Hello,
Hans Aberg wrote:
On 7 Mar 2010, at 08:12, James Bailey wrote:
Currently, the instructions on getting LilyPond up and running in a
terminal on mac osx have the user create a script which calls the
lilypond application, and then add the location of the script to the
$PATH. Is there any advantage of this over just having the user add
the location of the lilypond binary to the $PATH?
They are different: LilyPond.app/Contents/Resources/bin/ has other stuff
in it than just the lilypond programs, for example ps2pdf. If one adds
this location to the environment variable PATH, one must decide which
version of these to call.
From a user's point of view why is it done like this? Why have two
'bin' locations and not just put it all in
LilyPond.app/Contents/Resources/bin/
But one could add /usr/local/bin/ before the
Lilypond directory. In addition, I have paths to MacPorts /opt/, Fink
/sw/, and TeX-Live /usr/local/texlive/ TeX.
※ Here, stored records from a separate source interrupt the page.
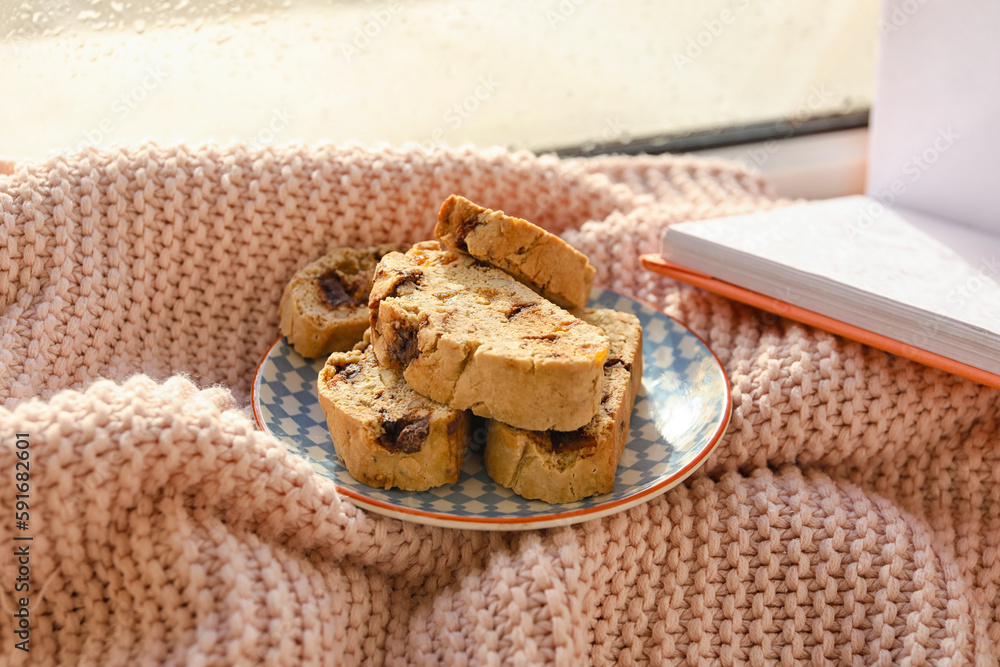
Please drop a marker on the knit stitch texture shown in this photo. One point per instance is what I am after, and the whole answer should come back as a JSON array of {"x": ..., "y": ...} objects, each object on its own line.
[{"x": 851, "y": 514}]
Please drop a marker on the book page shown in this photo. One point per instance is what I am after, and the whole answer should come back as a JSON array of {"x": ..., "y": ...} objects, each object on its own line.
[
  {"x": 896, "y": 272},
  {"x": 935, "y": 135}
]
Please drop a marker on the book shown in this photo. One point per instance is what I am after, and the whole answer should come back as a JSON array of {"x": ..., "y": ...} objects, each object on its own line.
[
  {"x": 913, "y": 266},
  {"x": 915, "y": 283}
]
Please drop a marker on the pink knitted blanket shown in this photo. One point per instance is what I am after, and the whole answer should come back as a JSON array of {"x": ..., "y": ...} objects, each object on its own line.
[{"x": 850, "y": 515}]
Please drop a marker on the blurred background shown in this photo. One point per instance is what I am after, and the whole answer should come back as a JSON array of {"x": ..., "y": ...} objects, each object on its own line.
[{"x": 579, "y": 77}]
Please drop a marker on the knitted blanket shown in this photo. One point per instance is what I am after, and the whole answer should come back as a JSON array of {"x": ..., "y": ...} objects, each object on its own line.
[{"x": 851, "y": 514}]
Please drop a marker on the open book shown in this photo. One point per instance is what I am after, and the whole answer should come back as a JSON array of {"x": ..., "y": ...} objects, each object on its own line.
[{"x": 913, "y": 267}]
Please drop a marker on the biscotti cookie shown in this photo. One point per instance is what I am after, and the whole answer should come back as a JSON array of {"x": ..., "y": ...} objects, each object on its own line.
[
  {"x": 385, "y": 433},
  {"x": 324, "y": 307},
  {"x": 537, "y": 258},
  {"x": 561, "y": 467},
  {"x": 469, "y": 336}
]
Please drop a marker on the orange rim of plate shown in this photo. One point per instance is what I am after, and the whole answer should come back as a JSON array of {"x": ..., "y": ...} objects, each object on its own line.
[{"x": 663, "y": 485}]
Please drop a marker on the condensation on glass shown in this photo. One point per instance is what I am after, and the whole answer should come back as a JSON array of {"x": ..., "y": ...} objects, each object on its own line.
[{"x": 521, "y": 74}]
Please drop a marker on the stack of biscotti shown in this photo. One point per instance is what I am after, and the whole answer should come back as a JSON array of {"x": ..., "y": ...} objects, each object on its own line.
[{"x": 477, "y": 325}]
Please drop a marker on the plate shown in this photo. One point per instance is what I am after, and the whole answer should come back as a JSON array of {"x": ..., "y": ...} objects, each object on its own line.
[{"x": 681, "y": 412}]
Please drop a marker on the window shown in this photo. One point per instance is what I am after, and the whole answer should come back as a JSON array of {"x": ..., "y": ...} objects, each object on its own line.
[{"x": 580, "y": 75}]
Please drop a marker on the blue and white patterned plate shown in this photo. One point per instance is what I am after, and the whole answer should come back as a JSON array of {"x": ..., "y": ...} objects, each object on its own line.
[{"x": 681, "y": 412}]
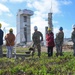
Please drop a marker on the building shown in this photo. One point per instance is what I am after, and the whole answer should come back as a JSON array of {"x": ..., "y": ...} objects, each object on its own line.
[{"x": 23, "y": 26}]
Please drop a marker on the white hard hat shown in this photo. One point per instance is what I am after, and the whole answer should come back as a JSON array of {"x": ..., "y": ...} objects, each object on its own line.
[
  {"x": 73, "y": 26},
  {"x": 35, "y": 28}
]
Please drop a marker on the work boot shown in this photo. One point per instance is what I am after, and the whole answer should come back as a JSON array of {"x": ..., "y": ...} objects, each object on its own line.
[{"x": 57, "y": 54}]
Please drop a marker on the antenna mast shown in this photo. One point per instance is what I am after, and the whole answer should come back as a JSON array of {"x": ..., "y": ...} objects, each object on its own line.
[{"x": 50, "y": 18}]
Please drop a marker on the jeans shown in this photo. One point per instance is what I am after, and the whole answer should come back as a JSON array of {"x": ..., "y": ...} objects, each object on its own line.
[{"x": 1, "y": 52}]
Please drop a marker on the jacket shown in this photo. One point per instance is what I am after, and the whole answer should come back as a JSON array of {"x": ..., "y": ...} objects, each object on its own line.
[
  {"x": 50, "y": 39},
  {"x": 36, "y": 37},
  {"x": 1, "y": 37},
  {"x": 10, "y": 39}
]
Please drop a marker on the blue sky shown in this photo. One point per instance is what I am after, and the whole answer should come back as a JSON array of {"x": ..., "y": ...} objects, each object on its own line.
[{"x": 63, "y": 14}]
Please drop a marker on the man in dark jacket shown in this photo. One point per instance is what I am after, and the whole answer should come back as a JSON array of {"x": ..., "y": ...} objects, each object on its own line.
[
  {"x": 50, "y": 42},
  {"x": 59, "y": 41},
  {"x": 1, "y": 40},
  {"x": 36, "y": 40}
]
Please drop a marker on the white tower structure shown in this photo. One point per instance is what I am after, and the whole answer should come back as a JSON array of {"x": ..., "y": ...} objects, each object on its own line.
[{"x": 23, "y": 26}]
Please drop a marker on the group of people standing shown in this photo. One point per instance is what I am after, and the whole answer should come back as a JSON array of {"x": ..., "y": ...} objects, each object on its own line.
[
  {"x": 37, "y": 38},
  {"x": 10, "y": 42},
  {"x": 51, "y": 42}
]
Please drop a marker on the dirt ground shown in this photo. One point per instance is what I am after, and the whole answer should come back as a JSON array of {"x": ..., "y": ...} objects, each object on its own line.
[{"x": 44, "y": 49}]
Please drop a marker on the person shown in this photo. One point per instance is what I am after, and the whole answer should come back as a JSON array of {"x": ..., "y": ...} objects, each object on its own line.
[
  {"x": 73, "y": 38},
  {"x": 37, "y": 38},
  {"x": 50, "y": 42},
  {"x": 59, "y": 41},
  {"x": 10, "y": 42},
  {"x": 1, "y": 40}
]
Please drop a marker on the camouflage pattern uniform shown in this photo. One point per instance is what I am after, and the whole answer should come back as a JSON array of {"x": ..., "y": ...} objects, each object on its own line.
[
  {"x": 59, "y": 42},
  {"x": 73, "y": 39},
  {"x": 36, "y": 41}
]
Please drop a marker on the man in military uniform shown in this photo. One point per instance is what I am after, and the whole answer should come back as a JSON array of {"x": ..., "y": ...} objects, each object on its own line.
[
  {"x": 73, "y": 38},
  {"x": 59, "y": 41},
  {"x": 37, "y": 38}
]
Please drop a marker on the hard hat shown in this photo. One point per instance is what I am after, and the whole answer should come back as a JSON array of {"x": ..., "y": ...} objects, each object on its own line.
[
  {"x": 35, "y": 28},
  {"x": 11, "y": 29},
  {"x": 73, "y": 26},
  {"x": 61, "y": 28},
  {"x": 0, "y": 25},
  {"x": 49, "y": 29}
]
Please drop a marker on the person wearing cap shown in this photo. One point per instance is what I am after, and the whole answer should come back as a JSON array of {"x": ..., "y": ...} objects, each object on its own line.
[
  {"x": 37, "y": 38},
  {"x": 10, "y": 42},
  {"x": 1, "y": 40},
  {"x": 73, "y": 38},
  {"x": 50, "y": 42},
  {"x": 59, "y": 41}
]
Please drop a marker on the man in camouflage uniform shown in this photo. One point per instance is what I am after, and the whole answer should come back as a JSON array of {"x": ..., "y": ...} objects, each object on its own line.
[
  {"x": 37, "y": 37},
  {"x": 59, "y": 41},
  {"x": 73, "y": 38}
]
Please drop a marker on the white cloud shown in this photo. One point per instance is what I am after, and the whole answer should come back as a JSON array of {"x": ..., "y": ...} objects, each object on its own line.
[
  {"x": 16, "y": 0},
  {"x": 67, "y": 2},
  {"x": 4, "y": 9},
  {"x": 9, "y": 14},
  {"x": 3, "y": 0}
]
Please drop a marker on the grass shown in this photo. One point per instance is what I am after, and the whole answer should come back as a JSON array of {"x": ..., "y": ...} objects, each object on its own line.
[{"x": 61, "y": 65}]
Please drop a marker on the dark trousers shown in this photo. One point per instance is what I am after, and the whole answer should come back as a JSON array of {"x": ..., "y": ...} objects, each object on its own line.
[{"x": 50, "y": 51}]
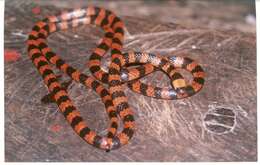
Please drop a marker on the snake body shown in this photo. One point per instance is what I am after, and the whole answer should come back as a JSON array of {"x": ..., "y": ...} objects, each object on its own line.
[{"x": 114, "y": 98}]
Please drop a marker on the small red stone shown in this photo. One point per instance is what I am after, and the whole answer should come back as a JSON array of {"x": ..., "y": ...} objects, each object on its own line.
[
  {"x": 11, "y": 55},
  {"x": 36, "y": 10}
]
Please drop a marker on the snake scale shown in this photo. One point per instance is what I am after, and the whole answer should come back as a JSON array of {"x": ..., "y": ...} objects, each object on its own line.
[{"x": 118, "y": 74}]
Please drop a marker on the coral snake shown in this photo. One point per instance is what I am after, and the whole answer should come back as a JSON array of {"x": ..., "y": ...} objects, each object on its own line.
[{"x": 114, "y": 97}]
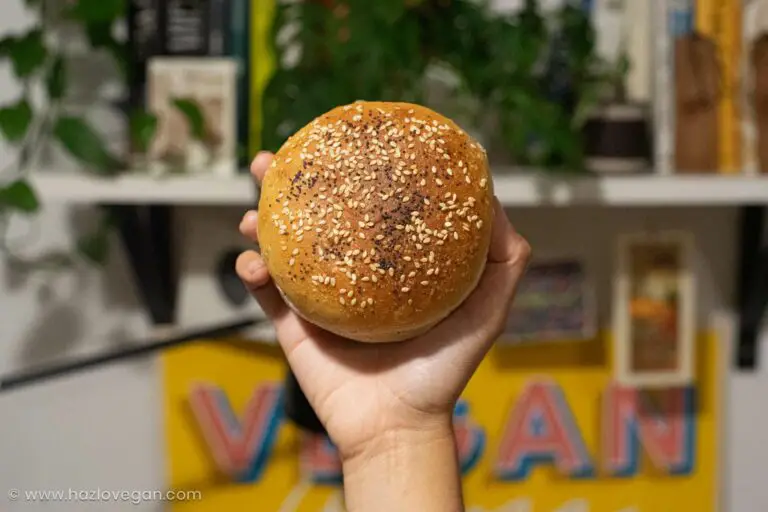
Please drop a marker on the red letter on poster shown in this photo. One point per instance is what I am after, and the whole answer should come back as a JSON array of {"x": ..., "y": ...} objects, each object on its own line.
[
  {"x": 666, "y": 431},
  {"x": 239, "y": 447},
  {"x": 540, "y": 429}
]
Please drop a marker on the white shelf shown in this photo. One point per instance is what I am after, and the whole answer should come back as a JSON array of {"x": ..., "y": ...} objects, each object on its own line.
[{"x": 512, "y": 190}]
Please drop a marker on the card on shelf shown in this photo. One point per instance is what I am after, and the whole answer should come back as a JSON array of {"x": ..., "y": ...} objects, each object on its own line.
[
  {"x": 211, "y": 84},
  {"x": 554, "y": 302},
  {"x": 654, "y": 310}
]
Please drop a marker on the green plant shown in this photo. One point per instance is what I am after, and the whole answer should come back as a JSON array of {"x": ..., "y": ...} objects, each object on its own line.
[
  {"x": 37, "y": 57},
  {"x": 534, "y": 75}
]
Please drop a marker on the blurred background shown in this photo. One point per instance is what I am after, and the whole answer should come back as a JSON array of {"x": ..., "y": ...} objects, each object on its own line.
[{"x": 627, "y": 140}]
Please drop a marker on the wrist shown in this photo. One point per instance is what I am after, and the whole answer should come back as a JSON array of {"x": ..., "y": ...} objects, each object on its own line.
[
  {"x": 394, "y": 435},
  {"x": 405, "y": 469}
]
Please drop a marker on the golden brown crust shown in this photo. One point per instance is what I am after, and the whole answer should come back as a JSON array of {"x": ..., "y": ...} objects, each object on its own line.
[{"x": 375, "y": 219}]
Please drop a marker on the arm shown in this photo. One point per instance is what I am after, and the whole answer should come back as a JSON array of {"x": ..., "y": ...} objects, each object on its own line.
[{"x": 405, "y": 470}]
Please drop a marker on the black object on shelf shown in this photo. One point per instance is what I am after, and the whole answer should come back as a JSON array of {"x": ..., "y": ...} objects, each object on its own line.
[
  {"x": 752, "y": 284},
  {"x": 297, "y": 407},
  {"x": 617, "y": 139}
]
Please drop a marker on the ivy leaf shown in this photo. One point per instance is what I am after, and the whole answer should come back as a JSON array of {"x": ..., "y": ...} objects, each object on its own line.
[
  {"x": 143, "y": 126},
  {"x": 97, "y": 11},
  {"x": 15, "y": 120},
  {"x": 20, "y": 196},
  {"x": 100, "y": 37},
  {"x": 194, "y": 116},
  {"x": 94, "y": 246},
  {"x": 27, "y": 53},
  {"x": 56, "y": 81},
  {"x": 83, "y": 143}
]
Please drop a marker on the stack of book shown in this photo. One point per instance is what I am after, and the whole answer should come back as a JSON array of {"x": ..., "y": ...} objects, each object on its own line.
[{"x": 213, "y": 53}]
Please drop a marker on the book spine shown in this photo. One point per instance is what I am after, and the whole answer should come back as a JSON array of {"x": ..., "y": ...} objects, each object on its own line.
[
  {"x": 238, "y": 47},
  {"x": 754, "y": 27},
  {"x": 670, "y": 18},
  {"x": 144, "y": 41},
  {"x": 219, "y": 27},
  {"x": 262, "y": 66},
  {"x": 186, "y": 27},
  {"x": 720, "y": 20}
]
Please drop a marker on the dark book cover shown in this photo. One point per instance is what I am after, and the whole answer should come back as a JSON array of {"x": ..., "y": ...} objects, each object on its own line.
[
  {"x": 185, "y": 27},
  {"x": 219, "y": 27},
  {"x": 144, "y": 41},
  {"x": 238, "y": 44}
]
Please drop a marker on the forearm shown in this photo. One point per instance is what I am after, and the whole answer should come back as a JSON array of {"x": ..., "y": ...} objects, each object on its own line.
[{"x": 405, "y": 471}]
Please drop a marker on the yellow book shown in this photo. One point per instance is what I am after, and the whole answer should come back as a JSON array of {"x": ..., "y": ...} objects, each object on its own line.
[
  {"x": 262, "y": 66},
  {"x": 721, "y": 21}
]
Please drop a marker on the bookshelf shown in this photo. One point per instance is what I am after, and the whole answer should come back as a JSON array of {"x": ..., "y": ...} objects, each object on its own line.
[{"x": 513, "y": 189}]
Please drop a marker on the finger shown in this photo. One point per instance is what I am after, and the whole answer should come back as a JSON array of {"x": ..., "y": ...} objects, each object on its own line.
[
  {"x": 481, "y": 318},
  {"x": 249, "y": 226},
  {"x": 506, "y": 244},
  {"x": 255, "y": 276},
  {"x": 260, "y": 165}
]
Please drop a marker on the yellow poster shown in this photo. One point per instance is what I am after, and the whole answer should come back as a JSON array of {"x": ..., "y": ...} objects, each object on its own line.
[{"x": 540, "y": 428}]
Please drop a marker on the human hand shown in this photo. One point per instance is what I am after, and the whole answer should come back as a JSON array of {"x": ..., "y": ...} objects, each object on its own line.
[{"x": 363, "y": 392}]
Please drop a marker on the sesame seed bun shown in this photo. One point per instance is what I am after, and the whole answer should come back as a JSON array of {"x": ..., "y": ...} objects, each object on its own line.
[{"x": 375, "y": 220}]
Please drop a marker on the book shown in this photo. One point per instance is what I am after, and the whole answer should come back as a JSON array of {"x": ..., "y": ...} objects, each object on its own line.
[
  {"x": 666, "y": 23},
  {"x": 261, "y": 66},
  {"x": 210, "y": 83},
  {"x": 219, "y": 27},
  {"x": 185, "y": 27},
  {"x": 754, "y": 87},
  {"x": 144, "y": 42},
  {"x": 720, "y": 22},
  {"x": 697, "y": 90},
  {"x": 238, "y": 47}
]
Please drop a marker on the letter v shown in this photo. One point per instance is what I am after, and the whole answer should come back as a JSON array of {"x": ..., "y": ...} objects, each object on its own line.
[{"x": 240, "y": 448}]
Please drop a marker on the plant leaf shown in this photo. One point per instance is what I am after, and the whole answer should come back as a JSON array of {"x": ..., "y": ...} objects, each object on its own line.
[
  {"x": 94, "y": 246},
  {"x": 143, "y": 126},
  {"x": 194, "y": 116},
  {"x": 15, "y": 120},
  {"x": 56, "y": 81},
  {"x": 20, "y": 196},
  {"x": 83, "y": 143},
  {"x": 97, "y": 11},
  {"x": 27, "y": 53}
]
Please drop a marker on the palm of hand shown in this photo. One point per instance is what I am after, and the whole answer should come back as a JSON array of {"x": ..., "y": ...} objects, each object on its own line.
[{"x": 360, "y": 390}]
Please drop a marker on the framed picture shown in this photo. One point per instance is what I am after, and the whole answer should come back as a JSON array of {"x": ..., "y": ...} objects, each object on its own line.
[
  {"x": 211, "y": 84},
  {"x": 654, "y": 310},
  {"x": 554, "y": 301}
]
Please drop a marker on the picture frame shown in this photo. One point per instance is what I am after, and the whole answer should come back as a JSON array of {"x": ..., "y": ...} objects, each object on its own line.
[
  {"x": 654, "y": 312},
  {"x": 211, "y": 83},
  {"x": 555, "y": 301}
]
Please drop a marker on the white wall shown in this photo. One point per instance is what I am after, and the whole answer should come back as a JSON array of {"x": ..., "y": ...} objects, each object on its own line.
[{"x": 103, "y": 429}]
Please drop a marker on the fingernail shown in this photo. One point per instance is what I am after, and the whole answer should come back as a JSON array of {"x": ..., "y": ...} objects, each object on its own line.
[{"x": 255, "y": 267}]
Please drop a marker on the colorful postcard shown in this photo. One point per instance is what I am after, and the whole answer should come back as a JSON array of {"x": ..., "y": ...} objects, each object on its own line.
[
  {"x": 654, "y": 310},
  {"x": 554, "y": 302},
  {"x": 211, "y": 84}
]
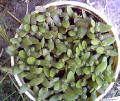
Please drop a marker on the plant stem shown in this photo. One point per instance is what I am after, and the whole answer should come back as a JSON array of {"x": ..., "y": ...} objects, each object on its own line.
[
  {"x": 14, "y": 17},
  {"x": 4, "y": 78},
  {"x": 5, "y": 99}
]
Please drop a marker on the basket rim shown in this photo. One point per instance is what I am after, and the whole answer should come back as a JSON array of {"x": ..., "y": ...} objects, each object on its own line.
[{"x": 88, "y": 8}]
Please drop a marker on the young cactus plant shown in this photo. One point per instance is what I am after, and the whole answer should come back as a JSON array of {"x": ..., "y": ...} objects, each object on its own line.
[{"x": 63, "y": 54}]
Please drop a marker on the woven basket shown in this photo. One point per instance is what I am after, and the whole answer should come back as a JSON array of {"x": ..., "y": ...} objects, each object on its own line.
[{"x": 100, "y": 17}]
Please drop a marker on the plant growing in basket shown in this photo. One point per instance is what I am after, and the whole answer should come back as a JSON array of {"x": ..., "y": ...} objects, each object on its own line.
[{"x": 63, "y": 54}]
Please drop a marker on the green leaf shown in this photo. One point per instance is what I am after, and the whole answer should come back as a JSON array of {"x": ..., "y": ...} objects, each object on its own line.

After my problems with getting Mac OS to work in Terminal (I just needed
to RTFM) I noticed that I had a .profile in my own account, now I know
that default users (admin or otherwise) do not have a .profile so I must
have created it and when I looked at it I noticed that I HAD RTFM'd the
manual because there was a
/Applications/LilyPond.app/Contents/Resources/bin/ but no
"$@" at the end.
which is why I could run the command but probably why I got a segfault
when running it explicitly and as if no file was put as the argument
without the explicit path (when I had my ~/bin set).
however I noticed that when I did an echo $PATH to see if what I had
done was working, I noticed that I had a path to Macports. Now I KNOW
that I wouldn't have added that, so I wondered as the installer is just
a zip file where we drag and drop the .app to the location we want it if
LilyPond adds any $PATH statement when we run it for the first time?